Intermediate basal cells of the prostate: in vitro and in vivo characterization.

TitleIntermediate basal cells of the prostate: in vitro and in vivo characterization.
Publication TypeJournal Article
Year of Publication2003
AuthorsGarraway LA, Lin D, Signoretti S, Waltregny D, Dilks J, Bhattacharya N, Loda M
JournalProstate
Volume55
Issue3
Pagination206-18
Date Published2003 May 15
ISSN0270-4137
KeywordsBlotting, Western, Cell Differentiation, Cellular Senescence, Epithelial Cells, Humans, Immunohistochemistry, Keratins, Male, Prostate, Prostatic Neoplasms, Protein Precursors, Receptors, Androgen, Reverse Transcriptase Polymerase Chain Reaction, RNA, Stem Cells
Abstract

BACKGROUND: Progenitor cells within the prostate basal layer may play important roles in differentiation and carcinogenesis; however, prostate stem cell populations remain uncharacterized.

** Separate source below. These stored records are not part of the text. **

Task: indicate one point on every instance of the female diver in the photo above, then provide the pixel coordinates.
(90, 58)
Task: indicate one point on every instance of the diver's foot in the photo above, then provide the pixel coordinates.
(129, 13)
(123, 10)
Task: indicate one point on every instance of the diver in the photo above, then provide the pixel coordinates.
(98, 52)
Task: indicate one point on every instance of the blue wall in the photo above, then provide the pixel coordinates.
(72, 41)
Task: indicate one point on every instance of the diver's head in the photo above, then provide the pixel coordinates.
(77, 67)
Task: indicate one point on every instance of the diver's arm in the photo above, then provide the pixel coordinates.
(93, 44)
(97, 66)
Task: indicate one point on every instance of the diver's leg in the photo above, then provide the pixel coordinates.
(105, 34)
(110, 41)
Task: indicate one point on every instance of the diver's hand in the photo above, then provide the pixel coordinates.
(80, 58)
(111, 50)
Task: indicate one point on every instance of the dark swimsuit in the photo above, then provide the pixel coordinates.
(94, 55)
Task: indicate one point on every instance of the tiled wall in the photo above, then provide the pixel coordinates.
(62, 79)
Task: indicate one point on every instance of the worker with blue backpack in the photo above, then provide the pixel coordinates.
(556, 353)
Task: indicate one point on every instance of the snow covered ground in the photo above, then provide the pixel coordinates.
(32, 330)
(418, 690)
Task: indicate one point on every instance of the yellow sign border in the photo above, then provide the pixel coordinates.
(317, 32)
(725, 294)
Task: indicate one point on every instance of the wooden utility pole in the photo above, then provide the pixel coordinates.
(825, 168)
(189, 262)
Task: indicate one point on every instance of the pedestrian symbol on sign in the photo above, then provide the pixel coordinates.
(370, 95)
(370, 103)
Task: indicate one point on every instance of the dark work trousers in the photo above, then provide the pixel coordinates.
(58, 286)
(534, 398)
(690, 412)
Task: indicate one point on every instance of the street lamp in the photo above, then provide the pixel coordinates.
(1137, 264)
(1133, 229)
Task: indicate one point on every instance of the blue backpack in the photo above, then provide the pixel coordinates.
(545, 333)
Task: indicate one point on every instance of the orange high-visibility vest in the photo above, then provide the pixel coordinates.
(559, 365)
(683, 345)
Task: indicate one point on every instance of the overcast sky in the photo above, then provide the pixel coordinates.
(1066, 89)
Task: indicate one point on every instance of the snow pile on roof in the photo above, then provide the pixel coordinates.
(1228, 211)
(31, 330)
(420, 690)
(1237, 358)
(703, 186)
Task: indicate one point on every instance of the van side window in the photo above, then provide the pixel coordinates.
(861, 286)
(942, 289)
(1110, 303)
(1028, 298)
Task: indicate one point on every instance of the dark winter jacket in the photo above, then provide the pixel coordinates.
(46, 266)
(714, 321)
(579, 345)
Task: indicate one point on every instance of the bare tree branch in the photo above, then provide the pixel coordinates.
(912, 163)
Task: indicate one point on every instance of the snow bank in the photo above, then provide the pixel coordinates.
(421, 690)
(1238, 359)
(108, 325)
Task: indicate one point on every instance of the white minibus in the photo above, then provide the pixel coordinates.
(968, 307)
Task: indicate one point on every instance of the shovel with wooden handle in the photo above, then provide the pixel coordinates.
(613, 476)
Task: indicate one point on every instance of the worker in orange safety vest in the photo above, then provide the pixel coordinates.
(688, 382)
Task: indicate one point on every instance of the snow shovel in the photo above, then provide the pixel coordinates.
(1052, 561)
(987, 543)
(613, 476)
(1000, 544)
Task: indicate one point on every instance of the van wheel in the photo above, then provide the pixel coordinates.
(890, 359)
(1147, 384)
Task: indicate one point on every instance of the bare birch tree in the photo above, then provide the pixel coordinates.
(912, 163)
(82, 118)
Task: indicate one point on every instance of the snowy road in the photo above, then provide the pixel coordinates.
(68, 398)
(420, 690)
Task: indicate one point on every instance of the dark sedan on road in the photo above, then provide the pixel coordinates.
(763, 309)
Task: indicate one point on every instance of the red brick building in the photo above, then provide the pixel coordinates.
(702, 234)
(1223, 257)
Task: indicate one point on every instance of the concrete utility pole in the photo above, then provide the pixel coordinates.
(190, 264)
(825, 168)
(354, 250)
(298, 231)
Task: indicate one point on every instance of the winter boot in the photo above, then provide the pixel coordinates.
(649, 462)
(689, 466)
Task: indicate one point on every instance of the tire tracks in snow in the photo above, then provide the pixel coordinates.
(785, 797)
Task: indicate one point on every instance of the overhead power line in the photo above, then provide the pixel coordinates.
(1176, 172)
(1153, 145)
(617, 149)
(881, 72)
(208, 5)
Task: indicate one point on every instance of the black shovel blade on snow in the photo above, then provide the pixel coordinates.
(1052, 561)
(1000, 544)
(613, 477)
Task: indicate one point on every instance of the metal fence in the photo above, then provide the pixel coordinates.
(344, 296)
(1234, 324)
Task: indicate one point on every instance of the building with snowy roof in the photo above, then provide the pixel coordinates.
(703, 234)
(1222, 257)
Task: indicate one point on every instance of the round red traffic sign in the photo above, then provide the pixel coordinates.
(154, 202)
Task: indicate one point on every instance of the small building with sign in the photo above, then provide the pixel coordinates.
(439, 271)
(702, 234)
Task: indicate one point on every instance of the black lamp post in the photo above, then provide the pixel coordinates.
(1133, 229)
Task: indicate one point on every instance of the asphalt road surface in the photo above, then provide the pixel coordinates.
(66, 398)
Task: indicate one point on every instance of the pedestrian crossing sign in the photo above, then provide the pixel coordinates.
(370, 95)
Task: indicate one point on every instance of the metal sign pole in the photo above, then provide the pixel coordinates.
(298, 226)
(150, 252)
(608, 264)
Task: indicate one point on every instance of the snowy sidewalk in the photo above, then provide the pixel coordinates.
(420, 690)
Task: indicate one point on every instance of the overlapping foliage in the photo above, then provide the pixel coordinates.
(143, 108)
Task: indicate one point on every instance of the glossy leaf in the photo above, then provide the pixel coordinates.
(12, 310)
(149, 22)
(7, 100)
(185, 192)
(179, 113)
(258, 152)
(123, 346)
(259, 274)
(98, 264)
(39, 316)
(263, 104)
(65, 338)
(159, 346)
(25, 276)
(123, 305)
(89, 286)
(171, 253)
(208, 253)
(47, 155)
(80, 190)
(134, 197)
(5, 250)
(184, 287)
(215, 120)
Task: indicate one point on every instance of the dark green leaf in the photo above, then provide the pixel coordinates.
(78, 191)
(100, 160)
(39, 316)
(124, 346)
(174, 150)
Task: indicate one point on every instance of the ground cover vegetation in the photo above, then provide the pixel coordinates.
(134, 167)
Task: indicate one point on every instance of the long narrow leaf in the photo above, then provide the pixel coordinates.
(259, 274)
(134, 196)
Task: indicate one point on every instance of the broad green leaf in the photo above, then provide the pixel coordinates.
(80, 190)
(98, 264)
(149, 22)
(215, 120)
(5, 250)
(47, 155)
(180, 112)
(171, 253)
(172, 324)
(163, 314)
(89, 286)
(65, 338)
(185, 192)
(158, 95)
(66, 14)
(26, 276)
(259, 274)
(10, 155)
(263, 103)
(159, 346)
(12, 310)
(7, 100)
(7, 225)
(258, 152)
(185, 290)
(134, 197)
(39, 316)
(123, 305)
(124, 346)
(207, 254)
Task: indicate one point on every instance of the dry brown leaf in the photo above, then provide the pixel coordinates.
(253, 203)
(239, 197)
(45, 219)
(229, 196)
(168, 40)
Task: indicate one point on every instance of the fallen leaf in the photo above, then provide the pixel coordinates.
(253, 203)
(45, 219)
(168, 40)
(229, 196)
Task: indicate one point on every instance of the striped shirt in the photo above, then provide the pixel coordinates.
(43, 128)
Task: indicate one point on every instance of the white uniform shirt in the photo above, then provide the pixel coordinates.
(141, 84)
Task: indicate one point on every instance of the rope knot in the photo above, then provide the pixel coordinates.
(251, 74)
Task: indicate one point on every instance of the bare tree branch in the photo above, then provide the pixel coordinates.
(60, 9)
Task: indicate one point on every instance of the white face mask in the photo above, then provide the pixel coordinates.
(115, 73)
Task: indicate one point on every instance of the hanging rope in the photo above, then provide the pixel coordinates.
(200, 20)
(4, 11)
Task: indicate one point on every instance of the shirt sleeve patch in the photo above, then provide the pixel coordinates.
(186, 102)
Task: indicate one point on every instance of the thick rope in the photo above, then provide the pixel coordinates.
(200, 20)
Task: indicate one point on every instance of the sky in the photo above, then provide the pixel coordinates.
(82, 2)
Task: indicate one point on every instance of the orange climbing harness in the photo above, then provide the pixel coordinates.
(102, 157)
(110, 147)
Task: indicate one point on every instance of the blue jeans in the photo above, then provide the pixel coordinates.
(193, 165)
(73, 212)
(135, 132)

METHODS: Immunohistochemical and immunoblot analyses were used to characterize prostate epithelial cells (PrEC), a commercially available prostate basal cell isolate.

RESULTS: Proliferating PrECs exhibited immunophenotypic characteristics most consistent with basal cells, but during senescence PrECs up-regulated androgen receptor (AR) mRNA, p27, and low-molecular-weight cytokeratin (LMWCK) expression, suggestive of partial differentiation. PrECs also stained strongly for involucrin, which marked a subset of intermediate prostate basal cells in vivo. Basal hyperplasia consisting of involucrin-positive cells was prevalent in prostate tissue from androgen-ablated patients, and formed epithelial clusters flanked by involucrin-negative basal and luminal monolayers. Cultivation of PrECs on matrigel together with androgen-treated stromal conditioned media resulted in dense aggregates, with a peripheral rim of basal-like cells expressing p63 and basal cytokeratins.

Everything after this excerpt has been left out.